According the the 2010 U.S. Census, approximately 34 percent of the New York City population is African American or Hispanic — an estimate, at best. So if one tenth of firefighters are from these two “minority” groups, it leads us to one overarching question — if the brave men and women fighting city fires aren’t as diverse as the population, what does it say about the selection process?

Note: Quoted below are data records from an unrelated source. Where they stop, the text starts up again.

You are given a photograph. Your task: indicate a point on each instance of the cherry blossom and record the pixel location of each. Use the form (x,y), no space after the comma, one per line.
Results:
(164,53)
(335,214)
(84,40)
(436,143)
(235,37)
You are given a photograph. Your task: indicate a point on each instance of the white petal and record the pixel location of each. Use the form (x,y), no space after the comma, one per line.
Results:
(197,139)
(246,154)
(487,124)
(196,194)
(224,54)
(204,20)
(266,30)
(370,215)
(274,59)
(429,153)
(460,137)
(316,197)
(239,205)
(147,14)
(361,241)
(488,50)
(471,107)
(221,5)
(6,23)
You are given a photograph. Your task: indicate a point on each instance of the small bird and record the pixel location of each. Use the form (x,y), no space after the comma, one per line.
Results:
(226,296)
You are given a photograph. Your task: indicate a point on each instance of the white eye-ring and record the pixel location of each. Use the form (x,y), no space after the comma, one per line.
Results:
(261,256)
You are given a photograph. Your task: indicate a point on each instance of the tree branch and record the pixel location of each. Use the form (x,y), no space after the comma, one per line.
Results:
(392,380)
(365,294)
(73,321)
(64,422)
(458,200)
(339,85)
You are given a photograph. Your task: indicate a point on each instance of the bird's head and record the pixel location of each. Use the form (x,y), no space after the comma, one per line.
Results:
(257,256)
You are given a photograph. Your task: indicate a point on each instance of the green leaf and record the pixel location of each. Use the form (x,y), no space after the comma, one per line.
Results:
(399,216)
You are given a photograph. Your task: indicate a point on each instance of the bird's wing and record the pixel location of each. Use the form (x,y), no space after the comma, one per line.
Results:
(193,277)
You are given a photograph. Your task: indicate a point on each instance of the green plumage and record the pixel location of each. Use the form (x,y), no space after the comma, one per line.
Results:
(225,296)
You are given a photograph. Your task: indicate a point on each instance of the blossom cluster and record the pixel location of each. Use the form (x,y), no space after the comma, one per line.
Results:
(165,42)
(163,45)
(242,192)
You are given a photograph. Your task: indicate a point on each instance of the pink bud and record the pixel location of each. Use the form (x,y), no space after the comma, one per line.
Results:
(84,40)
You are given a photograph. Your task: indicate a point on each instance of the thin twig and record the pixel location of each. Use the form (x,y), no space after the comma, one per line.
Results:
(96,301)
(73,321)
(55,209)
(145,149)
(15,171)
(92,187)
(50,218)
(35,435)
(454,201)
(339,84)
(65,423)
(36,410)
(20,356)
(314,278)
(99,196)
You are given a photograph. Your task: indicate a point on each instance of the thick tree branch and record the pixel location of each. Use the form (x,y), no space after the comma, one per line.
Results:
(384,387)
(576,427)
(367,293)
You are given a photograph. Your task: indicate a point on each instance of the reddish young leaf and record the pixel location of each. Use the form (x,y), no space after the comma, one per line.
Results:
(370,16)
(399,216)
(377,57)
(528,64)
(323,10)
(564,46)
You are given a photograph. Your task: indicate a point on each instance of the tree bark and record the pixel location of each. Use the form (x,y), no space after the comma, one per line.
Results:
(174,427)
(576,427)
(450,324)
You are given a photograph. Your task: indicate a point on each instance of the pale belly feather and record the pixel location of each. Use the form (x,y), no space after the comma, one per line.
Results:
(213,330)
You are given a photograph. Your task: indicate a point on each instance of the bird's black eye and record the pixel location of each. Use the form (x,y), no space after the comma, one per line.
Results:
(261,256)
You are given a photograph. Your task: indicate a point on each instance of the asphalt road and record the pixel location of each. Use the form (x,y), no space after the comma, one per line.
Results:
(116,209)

FDNY exams from 1999-2007 were brought to federal court under questions of discrimination after the last one was given five years ago. In 2009, U.S. District Judge Nicholas Garaufis found that the “examinations unfairly excluded hundreds of qualified people of color from the opportunity to serve as New York City firefighters.” The new test (to be taken via computer for the first time this month) was developed by an independent test maker in consultation with the City of New York, unlike the previous discriminatory one made by the Department of Citywide Administrative Services. Finally, a step towards equality in the FDNY.
One of the plaintiffs in the lawsuit? The Vulcan Society, an organization of African-American firefighters that has been working to increase black representation and equality in the FDNY since 1940. Three years ago, the Vulcans had a small victory with this federal case. Three weeks ago, the Vulcans proved once again why their message is important.
The Voice article details the events of one early March evening where hundreds of determined hopefuls gathered in Harlem for a Vulcan-run review session of the new FDNY exam. Most of the attendees were black. According to the story, “The odds of getting hired from this test are less than one in a hundred, even for the most dedicated candidate,” a fact that will hopefully not discourage black (and Hispanic) hopefuls.
Currently, 300 of 9,000 NYC firefighters are African-American. Out of those 300, only six hold the rank of captain. Six? Six. NYC residents might like to see more of our neighbors among the ranks of “New York’s Bravest.” This is 2012. It’s about time.